Daten von 3.700 Betrieben sind in das Modell eingeflossen
Doch anders als bei Wolken, Regen und Pflanzen lässt sich das menschliche Verhalten wesentlich schwieriger beobachten und in ein Computermodell einbauen. „Wir können ja Landwirte nicht wochenlang in Klimakammern setzen, sie unterschiedlichen Klimabedingungen aussetzen und dann messen, wie sie sich anpassen“, erklärt Prof. Berger.
Um zu untersuchen, wie Landwirte auf den Klimawandel reagieren, hat der Agrarökonom deshalb mit seinen Mitarbeitern anonymisierte Daten von 3.700 landwirtschaftlichen Betrieben aus Baden-Württemberg aufbereitet und damit sein Computermodell gefüttert. In dem Multi-Agentensystem, so die Fachbezeichnung für diese neue Generation von Simulationsmodellen, tummeln sich nun eine Vielzahl von virtuellen Landwirten, die in Computerexperimenten ebenso wie ihre echten Berufskollegen Entscheidungen über Produktion und Landnutzung treffen müssen.

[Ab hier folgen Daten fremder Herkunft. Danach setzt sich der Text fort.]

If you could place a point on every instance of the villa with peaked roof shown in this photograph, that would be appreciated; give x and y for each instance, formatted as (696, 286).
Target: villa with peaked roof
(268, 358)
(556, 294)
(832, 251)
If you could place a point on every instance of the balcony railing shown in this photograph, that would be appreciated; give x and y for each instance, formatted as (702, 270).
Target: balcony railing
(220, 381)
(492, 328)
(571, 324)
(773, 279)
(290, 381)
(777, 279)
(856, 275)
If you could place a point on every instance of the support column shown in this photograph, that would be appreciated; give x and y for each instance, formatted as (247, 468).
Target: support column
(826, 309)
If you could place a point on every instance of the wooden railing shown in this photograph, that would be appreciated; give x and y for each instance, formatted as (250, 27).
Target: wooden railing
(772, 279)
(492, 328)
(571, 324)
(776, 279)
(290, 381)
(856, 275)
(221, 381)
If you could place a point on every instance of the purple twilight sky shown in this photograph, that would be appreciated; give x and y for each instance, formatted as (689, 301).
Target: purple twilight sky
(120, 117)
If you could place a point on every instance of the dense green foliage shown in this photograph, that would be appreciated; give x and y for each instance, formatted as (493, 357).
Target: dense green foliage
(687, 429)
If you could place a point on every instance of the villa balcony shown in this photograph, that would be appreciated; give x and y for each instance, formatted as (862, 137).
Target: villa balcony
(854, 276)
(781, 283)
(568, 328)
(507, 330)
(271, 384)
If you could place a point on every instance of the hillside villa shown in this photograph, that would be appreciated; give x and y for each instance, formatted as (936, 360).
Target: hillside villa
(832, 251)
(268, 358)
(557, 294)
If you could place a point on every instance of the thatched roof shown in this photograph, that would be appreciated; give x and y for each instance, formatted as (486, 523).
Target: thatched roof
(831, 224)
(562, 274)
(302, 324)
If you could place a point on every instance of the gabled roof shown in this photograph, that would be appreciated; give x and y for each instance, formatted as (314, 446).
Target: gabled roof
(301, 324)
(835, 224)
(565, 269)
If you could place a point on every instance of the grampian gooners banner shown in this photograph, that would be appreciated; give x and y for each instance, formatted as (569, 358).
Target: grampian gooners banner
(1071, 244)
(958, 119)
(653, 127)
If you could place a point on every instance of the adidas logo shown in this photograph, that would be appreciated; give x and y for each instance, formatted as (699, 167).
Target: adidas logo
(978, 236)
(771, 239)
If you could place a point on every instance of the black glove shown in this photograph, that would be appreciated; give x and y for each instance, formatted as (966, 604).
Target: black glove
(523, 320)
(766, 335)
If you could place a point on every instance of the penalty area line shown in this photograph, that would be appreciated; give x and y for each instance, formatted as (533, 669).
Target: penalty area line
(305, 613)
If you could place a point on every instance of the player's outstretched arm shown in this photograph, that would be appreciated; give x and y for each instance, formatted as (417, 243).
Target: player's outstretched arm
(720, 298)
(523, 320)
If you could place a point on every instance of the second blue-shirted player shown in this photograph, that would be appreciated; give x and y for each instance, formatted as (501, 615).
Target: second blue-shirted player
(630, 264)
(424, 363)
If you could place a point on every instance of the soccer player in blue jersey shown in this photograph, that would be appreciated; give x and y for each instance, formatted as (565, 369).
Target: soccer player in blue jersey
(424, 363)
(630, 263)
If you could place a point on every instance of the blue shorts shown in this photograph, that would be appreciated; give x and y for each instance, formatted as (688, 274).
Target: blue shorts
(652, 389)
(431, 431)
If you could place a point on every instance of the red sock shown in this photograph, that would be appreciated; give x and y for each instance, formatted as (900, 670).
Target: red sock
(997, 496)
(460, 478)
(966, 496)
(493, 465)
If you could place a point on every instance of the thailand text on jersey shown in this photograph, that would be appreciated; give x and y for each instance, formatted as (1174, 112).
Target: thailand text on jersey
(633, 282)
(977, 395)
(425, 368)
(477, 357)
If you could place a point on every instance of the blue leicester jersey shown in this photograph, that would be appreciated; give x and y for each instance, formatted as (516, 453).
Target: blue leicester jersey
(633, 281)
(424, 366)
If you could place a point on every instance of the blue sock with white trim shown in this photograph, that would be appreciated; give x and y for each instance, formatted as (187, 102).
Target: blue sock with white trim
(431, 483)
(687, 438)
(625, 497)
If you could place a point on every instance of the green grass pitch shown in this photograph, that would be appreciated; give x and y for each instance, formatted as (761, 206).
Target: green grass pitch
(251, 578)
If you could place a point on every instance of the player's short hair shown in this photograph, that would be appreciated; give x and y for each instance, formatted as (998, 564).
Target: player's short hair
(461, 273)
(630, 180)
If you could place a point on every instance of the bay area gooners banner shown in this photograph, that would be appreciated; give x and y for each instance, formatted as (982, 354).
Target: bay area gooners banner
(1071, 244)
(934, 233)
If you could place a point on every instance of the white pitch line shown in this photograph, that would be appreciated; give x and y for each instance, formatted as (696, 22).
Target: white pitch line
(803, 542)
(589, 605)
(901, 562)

Bei einem sogenannten Turing-Test legten die Forscher 27 Landwirten Kennzahlen von vier landwirtschaftlichen Betrieben aus einer Betriebsbefragung vor. „Zu jedem Betrieb gab es sechs mögliche Anbaupläne für das kommende Jahr. Nur einer stammte jeweils von einem praktischen Landwirt. Die anderen fünf hat unser Computermodell errechnet“, erklärt der Agrarökonom, der die virtuellen Landwirte programmiert hat. Bei keinem der vier Betriebe fanden mehr als zwei Tester heraus, welche der Anbaupläne tatsächlich menschengemacht waren.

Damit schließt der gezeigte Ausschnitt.